Yeah, I'm not expecting much in the way of support, but if enough people start complaining it could make a difference. It's unfortunate, but that seems to be the case with most companies today. Their support lines are staffed by people who don't know anything.


----------



## Rich (Feb 22, 2007)

the2130 said:


> Yeah, I'm not expecting much in the way of support, but if enough people start complaining it could make a difference. It's unfortunate, but that seems to be the case with most companies today. _*Their support lines are staffed by people who don't know anything.*_


Yup, and it's getting worse. I bought a clothes washer a few weeks ago, a Whirlpool. The washer it replaced had been in place for about 7 years, plugged into a GFCI receptacle. Never had a problem with the GFCI. I plugged the new washer in and sat down to see how it worked. Tripped the GFI. Okay, did some voltage tests found nothing wrong. Reset the GFI. Tripped again. Called the store. Got a replacement. Between the time I plugged it in and the replacement arrived I had tried two more GFIs and got the same result. I gave up and plugged the washer into an extension cord that was plugged into a normal circuit breaker. Washer worked fine.

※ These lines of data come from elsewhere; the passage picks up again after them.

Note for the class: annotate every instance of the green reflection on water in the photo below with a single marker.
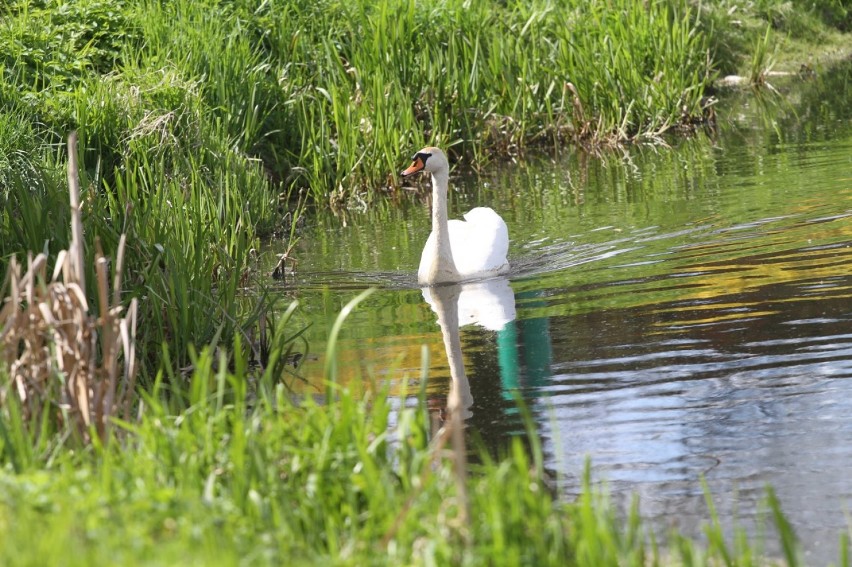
(763, 201)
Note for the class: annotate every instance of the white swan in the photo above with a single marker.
(456, 251)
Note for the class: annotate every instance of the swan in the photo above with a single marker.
(457, 250)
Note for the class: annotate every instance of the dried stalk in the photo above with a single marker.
(62, 359)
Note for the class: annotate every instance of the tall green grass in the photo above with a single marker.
(228, 468)
(330, 95)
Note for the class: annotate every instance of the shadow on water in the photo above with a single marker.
(676, 314)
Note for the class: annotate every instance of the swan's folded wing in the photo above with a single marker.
(480, 242)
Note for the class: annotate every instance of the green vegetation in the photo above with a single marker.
(224, 469)
(206, 126)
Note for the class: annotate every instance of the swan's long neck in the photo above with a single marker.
(445, 267)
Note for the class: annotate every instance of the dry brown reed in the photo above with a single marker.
(63, 359)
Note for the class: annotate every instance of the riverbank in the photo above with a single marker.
(205, 127)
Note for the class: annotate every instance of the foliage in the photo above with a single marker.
(228, 469)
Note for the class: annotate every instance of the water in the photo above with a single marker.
(678, 313)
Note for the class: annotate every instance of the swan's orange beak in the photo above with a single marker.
(416, 166)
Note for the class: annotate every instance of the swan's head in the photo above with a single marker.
(428, 159)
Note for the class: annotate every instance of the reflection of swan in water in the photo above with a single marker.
(445, 302)
(488, 303)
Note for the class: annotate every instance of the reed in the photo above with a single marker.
(234, 470)
(64, 355)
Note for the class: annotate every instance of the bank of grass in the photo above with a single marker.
(226, 469)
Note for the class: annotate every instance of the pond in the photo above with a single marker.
(672, 314)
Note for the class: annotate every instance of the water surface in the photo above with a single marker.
(679, 313)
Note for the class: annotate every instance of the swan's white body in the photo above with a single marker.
(456, 250)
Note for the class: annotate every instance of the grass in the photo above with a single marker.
(228, 469)
(206, 126)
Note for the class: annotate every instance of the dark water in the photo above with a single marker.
(679, 312)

Got the new replacement. By that time I was pretty sure every washer in this model line was gonna do the same thing but I had to try. Plugged it in and it tripped the GFI at about the same spot in the cycle. Called the store's service department. They blamed the GFI, naturally. Told them 3 GFIs tripped in the same manner at about the same point in the cycle. Okay, you need an electrician. Told the guy I am an electrician. Oh...call the store and get a replacement. Did that, same thing happens. Oh. Gave up on getting any help and called Whirlpool.

I get a CSR who asks me how she can help. Ask for the tech support line...don't have one. Explain what's happening in detail. As soon as I get done she says, "What's a GFI?" I apologized and used the proper acronym, GFCI. "What's that?". Carefully and slowly I reply, "Ground Fault Circuit Interrupter". "What does that do?", she replies. I went into detail about how one works, how it protects people. Asked her if she could contact Whirlpool's engineering department for help. Now she's getting worried, she tells me she has to call for help. After a few minutes she comes back and tells me you can't use a GFI on a washing machine. But I had a similar washer on the same GFI for about 7 years and it never tripped the GFI. All I got was, "That's what I was told to tell you." I gave up.

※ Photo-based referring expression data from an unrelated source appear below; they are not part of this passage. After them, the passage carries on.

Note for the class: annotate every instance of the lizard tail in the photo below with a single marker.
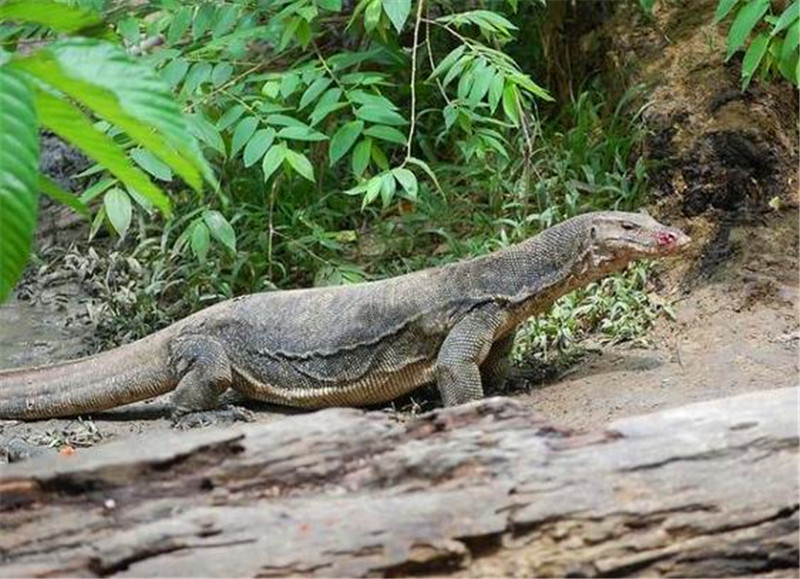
(126, 374)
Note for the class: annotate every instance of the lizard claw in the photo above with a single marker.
(226, 414)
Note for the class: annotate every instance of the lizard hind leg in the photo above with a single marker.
(204, 370)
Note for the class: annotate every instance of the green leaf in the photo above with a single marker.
(456, 69)
(788, 16)
(424, 166)
(749, 15)
(55, 192)
(343, 139)
(647, 5)
(511, 102)
(364, 98)
(19, 170)
(386, 133)
(284, 121)
(118, 210)
(300, 164)
(303, 133)
(752, 58)
(332, 5)
(221, 74)
(380, 115)
(219, 227)
(448, 61)
(69, 123)
(226, 18)
(258, 145)
(199, 73)
(397, 11)
(206, 132)
(496, 91)
(372, 15)
(95, 190)
(327, 103)
(202, 20)
(373, 189)
(56, 15)
(313, 91)
(790, 43)
(200, 240)
(361, 155)
(174, 72)
(289, 84)
(129, 29)
(229, 117)
(379, 157)
(407, 180)
(149, 163)
(126, 93)
(388, 188)
(244, 130)
(483, 79)
(273, 159)
(723, 8)
(179, 25)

Couple days ago I was asked to review the new washer. I told the same story in that review, I've heard nothing from Whirlpool. You wrote: *Their support lines are staffed by people who don't know anything. *You nailed that!

Rich


----------



## the2130 (Dec 18, 2014)

Netflix was streaming fine for a while this morning, and now I can't access it again. I called Netflix and, as expected, got no help at all. The rep claimed it was a problem with my Internet service, even though everything else works fine and even though the diagnostics in the Netflix app shows my Internet connection is working as it should. Said I should call my ISP, but said he could try to help me troubleshoot. I asked him to tell me step by step exactly what he would do to troubleshoot. His answer: power off all connected devices, shut down the router, power back on after 30 seconds. And if the problem persists? Then I need to call my ISP. In other words, no help whatsoever.


----------



## the2130 (Dec 18, 2014)

I called AT&T, my ISP, to have them take a look. The rep confirmed that my Internet connection is working fine and also connected to my Android phone to take a look from there. After restarting the phone and clearing the data and cache for the app, it still wouldn't access Netflix. She ran the same diagnostic for the app that I ran previously and got the same result as in the screenshot above - it shows my Internet connection is working but no connection to a Netflix server. I asked her to try connecting to www.netflix.com on her PC. She got a Netflix screen, but it was frozen and she couldn't do anything from there. Her take is the same as mine - this cannot be anything but a Netflix issue.


----------



## the2130 (Dec 18, 2014)

A few minutes ago it started working again, and the diag now shows a connection to a Netflix server. So it's up until the problem returns.


----------



## LifehackerSupreme (Apr 23, 2018)

Greetings.

Why bother? Just demand to have a technician sent. Even if they have to sent 10 in a week, no matter.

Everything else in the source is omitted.